Anuarita huyó y se fue a vivir con sus abuelos en Kiwanja. Cuando su abuelo murió, ella tuvo que trabajar para comer. Hambrienta y enferma, finalmente fue llevada a un centro para niños huérfanos.
«He sufrido mucho y tal vez parezca confundida», dice a tono de disculpa, con su mano derecha escondida entre sus piernas.
Sueña con regresar algún día a su pueblo, recuperar la tierra de su abuela y demostrarle a todos lo que es capaz de hacer.

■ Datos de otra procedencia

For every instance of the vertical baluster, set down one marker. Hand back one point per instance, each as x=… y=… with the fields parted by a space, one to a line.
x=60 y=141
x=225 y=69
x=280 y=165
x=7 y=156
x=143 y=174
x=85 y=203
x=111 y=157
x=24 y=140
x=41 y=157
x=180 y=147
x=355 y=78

«Tras la muerte de mis padres, la comunidad se planteó quién cuidaría de mí y nadie quiso hacerse cargo. Cuando sea grande, mejor que nadie venga a pedirme ayuda», comenta sonriendo.
Dice que si algún día tiene la oportunidad de hablar con los hombres que mataron a sus padres, les preguntaría «¿por qué mataron a mi madre y a mi padre y no a mí?».
DAMIEN MATATA BIZI, 22
Damien Matata Bizi mira hacia el piso cuando relata su historia, la historia de un niño huérfano que se hizo soldado.
Miles de niños se hicieron soldados o fueron obligados a combatir en el Congo, adonde llegaron muchos combatientes que participaron en el genocidio de Ruanda de 1994 y se pelean ahora por esta región rica en minerales.
Matata Bizi se hizo soldado después de la muerte de su padre, quien también fue combatiente. Tenías 10 años.
«Estaba enojado cuando me enteré de la muerte de mi padre. Quería vengarlo», cuenta. «Mi madre no pagaba por mi educación y no teníamos dinero para comprar comida. Pensé que esto era lo mejor».
Dice que a él lo trataron bien, pero a otros no.
«La vida de los niños vulnerables es dura. No tienen educación, no tienen ropa. Es mejor estar en un grupo armado, que les va a dar comida y ropa».
Se molesta cuando le preguntan si mató gente.
«Hay una diferencia entre los militantes y los niños soldados», explica. «Los adultos pueden reflexionar acerca de lo que hacen. Los chicos solo obedecemos las órdenes que nos dan. No pensamos las cosas, solo obedecemos».
Matata Bizi fue rescatado y rehabilitado por las Naciones Unidas y se integró al ejército en el 2009.
Vino a Goma en el 2013 y estudió mecánica en un centro Don Bosco, pero las cosas no funcionaron. Dice que es más fácil ganar dinero y progresar con los grupos rebeldes que en el ejército regular.
«La guerra no es buena, no es normal», afirma. «Pero los grupos armados existen porque el país no está bien organizado. No hay trabajo. Los jóvenes no tenemos nada que hacer».